Patrick slapped his forehead. “What kind of Martha Marcy May Marlene nightmare is this?”
“I can’t breathe, GUP.” The boy tugged at his tie.
“Breathing is overrated.” But Grant started to stomp and Marlene jumped back to protect her front paws, so Patrick undid the kid’s bow tie until it hung loose around his neck like Grant was Dean Martin after a particularly intense bender. “Here. That looks way cooler anyhow. Where’s your sister?”
“I’m right here.” Maisie appeared out of nowhere in an outfit identical to Grant’s; she, however, liked her bow tie, looking not unlike how one imagines Diane Keaton looked as a tween. Maisie fell in line next to her uncle, her brother, and the dog.

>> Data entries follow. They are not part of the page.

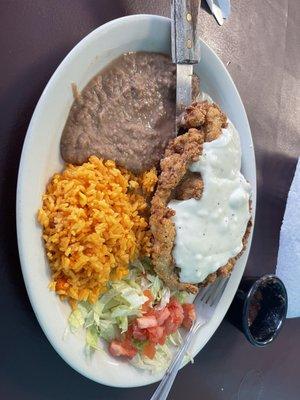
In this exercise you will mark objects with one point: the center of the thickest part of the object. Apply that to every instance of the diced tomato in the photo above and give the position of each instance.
(138, 333)
(122, 349)
(174, 321)
(149, 350)
(162, 315)
(189, 315)
(157, 335)
(147, 321)
(147, 305)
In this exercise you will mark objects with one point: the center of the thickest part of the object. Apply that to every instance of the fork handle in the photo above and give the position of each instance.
(163, 389)
(185, 44)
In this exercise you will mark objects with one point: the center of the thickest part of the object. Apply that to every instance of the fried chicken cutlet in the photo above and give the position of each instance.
(203, 122)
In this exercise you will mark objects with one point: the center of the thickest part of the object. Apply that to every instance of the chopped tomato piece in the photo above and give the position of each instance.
(147, 321)
(162, 315)
(122, 349)
(138, 333)
(147, 305)
(174, 321)
(157, 335)
(189, 315)
(149, 350)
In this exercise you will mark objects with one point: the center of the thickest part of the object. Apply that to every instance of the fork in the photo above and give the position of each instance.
(206, 300)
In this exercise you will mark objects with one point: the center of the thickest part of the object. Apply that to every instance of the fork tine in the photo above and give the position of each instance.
(218, 292)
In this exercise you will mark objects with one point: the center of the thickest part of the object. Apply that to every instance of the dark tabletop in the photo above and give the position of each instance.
(260, 46)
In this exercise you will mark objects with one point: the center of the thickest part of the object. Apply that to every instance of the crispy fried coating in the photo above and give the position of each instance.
(204, 122)
(179, 154)
(205, 116)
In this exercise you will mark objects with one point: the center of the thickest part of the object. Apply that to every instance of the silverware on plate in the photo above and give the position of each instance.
(206, 301)
(185, 48)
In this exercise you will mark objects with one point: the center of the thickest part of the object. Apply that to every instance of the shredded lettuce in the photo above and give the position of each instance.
(111, 314)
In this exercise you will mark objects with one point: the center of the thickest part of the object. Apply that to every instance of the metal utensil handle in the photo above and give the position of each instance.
(185, 46)
(163, 389)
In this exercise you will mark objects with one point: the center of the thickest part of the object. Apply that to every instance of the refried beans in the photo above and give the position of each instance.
(125, 113)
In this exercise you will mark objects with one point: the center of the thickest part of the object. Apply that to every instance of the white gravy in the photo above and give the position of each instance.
(209, 231)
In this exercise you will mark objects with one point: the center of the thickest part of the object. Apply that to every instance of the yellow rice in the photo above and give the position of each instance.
(94, 220)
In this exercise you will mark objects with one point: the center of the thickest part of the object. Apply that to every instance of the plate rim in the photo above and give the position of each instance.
(20, 182)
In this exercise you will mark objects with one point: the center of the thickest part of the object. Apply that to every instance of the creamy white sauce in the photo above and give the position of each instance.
(209, 231)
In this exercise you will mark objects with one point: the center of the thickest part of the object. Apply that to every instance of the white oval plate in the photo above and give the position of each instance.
(41, 158)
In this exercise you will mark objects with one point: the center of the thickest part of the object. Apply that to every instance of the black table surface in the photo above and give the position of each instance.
(260, 46)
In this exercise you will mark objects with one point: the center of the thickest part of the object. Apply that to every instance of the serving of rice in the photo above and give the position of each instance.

“Maisie, Grant, you remember Cassie? And where is Marlene’s bow tie? Never mind. Maisie, will you take Cassie to my dress closet and find her something decent to wear?”
Cassie started to protest, but was caught off guard. “You have a whole dress closet?”
“It’s my caftan closet, technically, but I think you’ll find something nice. Maisie, you know what I like.” Leaving the decision to Cassie was clearly out of the question.
With a modicum of pity, Maisie reached out for Cassie’s hand. “Come. I’ll show you.”
They took a few steps through the living room toward Patrick’s bedroom. “You have a Christmas tree,” Cassie exclaimed.
“We found it in GUP’s garage.”
“It’s pink.” Cassie thought she would focus on the tree’s appearance rather than the fact that it was July.